The third was that their voice wasn’t heard, and their contribution wasn’t valued. She quoted a specific quote from the comment section:
“If I am not white, if I am not male, if I am not well educated, if I am not wealthy, no one cares about me in open source.”
It isn’t true. So, it is vital to set up community hospitality and documentation so that when people come into your community, they know that no matter who they are, where they are, no matter what their education or experience level is, they are valued. There’s a place for them in the community and within open source.
The next thing she talked about was microaggressions and stereotypes, especially in written and spoken language. She said that there are a lot of cultural barriers. A 50% of Portuguese speakers noted that they did not feel welcome in open source. It is not just an international issue as from 36% of North American respondents, 53% said they do not feel welcome at open source.
“We have to get to the point where inclusion is not exception it’s the norm.”
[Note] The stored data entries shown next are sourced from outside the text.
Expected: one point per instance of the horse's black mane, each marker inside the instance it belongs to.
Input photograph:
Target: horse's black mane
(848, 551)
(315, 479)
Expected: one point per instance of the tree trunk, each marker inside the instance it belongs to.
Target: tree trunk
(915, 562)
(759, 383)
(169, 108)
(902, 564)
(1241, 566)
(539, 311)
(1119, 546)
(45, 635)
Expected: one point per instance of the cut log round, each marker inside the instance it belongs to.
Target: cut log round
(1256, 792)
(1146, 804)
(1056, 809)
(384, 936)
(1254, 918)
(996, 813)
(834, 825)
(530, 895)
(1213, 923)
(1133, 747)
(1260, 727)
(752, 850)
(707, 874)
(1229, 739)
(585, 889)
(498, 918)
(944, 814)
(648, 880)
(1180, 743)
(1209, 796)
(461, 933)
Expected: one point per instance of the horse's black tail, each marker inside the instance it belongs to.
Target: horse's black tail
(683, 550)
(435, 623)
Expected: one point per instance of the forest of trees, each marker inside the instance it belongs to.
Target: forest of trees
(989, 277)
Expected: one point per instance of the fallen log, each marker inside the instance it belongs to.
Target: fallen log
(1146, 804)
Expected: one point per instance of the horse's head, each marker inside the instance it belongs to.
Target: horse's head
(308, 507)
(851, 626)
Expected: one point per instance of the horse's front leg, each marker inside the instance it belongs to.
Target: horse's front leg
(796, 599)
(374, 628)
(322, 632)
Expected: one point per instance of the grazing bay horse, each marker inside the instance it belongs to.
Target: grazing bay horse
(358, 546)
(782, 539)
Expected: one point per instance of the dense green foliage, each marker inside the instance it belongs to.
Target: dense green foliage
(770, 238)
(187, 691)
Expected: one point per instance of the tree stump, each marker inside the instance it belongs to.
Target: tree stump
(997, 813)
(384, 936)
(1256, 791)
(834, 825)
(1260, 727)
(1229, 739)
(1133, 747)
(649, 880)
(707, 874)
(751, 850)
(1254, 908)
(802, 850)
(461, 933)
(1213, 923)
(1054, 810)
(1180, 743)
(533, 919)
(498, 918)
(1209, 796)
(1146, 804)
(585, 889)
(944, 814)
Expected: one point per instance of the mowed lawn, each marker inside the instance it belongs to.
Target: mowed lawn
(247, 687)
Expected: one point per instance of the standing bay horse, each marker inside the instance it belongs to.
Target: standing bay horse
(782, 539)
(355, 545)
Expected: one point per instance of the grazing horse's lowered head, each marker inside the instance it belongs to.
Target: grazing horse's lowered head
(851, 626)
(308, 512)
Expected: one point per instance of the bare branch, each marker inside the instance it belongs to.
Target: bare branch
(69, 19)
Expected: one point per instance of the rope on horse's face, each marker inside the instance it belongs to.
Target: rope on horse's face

She also added that we could do that by setting up a community hospitality and triage process. For example, she talked about sending an automated email that says or notifies, “Welcome to our community. Here’s how you can join. Here’s how you can contribute based on your experience level. Your contributions are valued, and your voice is heard. This is how long it will take us to respond to you” to anyone who joins your community.
She then gave an example of Sean Goggins in the Chaoss community, where any maintainer can run a real-time report to scan all of the language and conversations across their community. It checks for voice, tone, and non-inclusive language. You can get that report instantly and then decide where you need to intervene. For those that do interfere, it is essential to ensure that you have escalation techniques training so that you don’t create more exclusion or inflame the situation even more.